Espécies foram encontradas na Austrália décadas atrás, mas só passaram por análise detalhada a partir de 2024

Fósseis localizados no noroeste da Austrália revelaram a existência de dois anfíbios marinhos de grandes proporções que habitaram o planeta há cerca de 250 milhões de anos. Os materiais foram coletados entre as décadas de 1960 e 1970, na região de Kimberley, mas acabaram extraviados por anos, o que atrasou investigações mais aprofundadas. A análise detalhada só teve início em 2024.

Os animais pertencem aos gêneros Erythrobatrachus e Aphaneramma e viveram no começo da Era Mesozoica, período que sucedeu a grande extinção do fim do Permiano. Eles fazem parte de um dos primeiros grupos de vertebrados com membros adaptados à vida marinha, tornando-se predadores dominantes nos ambientes aquáticos do início do Triássico.

A pesquisa foi conduzida pelo Museu Sueco de História Natural, em parceria com o Museu da Austrália Ocidental e universidades dos Estados Unidos. Os resultados foram divulgados na revista Journal of Vertebrate Paleontology.

Inicialmente, acreditava-se que os fragmentos pertenciam a uma única espécie, chamada Erythrobatrachus noonkanbahensis, integrante do grupo dos temnospondilos trematossaurídeos — parentes distantes das atuais rãs e salamandras. Esses anfíbios podiam alcançar até dois metros de comprimento e apresentavam características corporais semelhantes às de crocodilos.

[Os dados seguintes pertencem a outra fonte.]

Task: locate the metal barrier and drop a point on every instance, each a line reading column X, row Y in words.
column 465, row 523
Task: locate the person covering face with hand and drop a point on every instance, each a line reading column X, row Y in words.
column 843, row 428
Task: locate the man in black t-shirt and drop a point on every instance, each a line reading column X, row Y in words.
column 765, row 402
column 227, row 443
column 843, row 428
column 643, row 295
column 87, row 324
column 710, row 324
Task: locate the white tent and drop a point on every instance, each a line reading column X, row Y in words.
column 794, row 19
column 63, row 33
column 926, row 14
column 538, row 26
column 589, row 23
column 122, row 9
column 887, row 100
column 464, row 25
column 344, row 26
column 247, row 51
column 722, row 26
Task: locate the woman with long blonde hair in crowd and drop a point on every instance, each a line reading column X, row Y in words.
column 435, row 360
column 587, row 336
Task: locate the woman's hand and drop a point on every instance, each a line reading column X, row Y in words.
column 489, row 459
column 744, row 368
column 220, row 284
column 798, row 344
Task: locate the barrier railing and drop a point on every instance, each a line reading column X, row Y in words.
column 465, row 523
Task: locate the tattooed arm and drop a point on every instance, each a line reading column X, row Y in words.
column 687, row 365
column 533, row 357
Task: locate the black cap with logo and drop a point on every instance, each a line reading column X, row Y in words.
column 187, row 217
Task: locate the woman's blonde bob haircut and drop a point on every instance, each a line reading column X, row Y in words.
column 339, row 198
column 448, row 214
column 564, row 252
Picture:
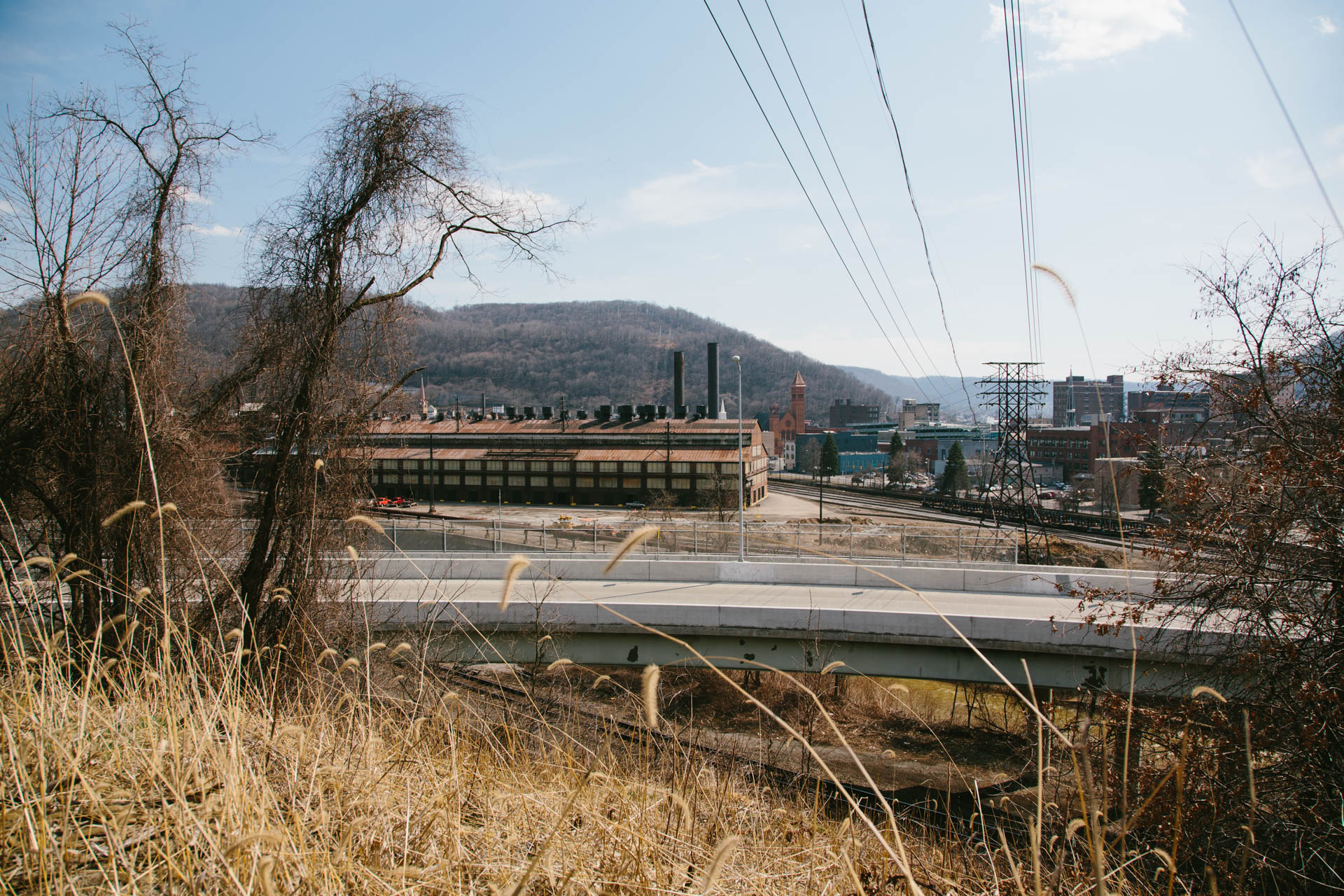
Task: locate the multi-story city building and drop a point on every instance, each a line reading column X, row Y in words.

Com o uso de técnicas modernas de alta resolução, os cientistas constataram que os ossos pertenciam, na verdade, a dois gêneros distintos: Erythrobatrachus e Aphaneramma. O primeiro possuía crânio largo com cerca de 40 centímetros. Já o segundo apresentava crânio de tamanho semelhante, porém com focinho mais longo e estreito, adaptado à captura de peixes pequenos.

Apesar de compartilharem o mesmo ambiente aquático, os dois predadores tinham hábitos alimentares diferentes, o que reduzia a competição entre eles. Enquanto o Erythrobatrachus foi identificado apenas na Austrália, fósseis de Aphaneramma já foram encontrados em regiões que hoje correspondem ao Ártico escandinavo, à Rússia, ao Paquistão e a Madagascar, indicando ampla distribuição geográfica e diversidade ecológica.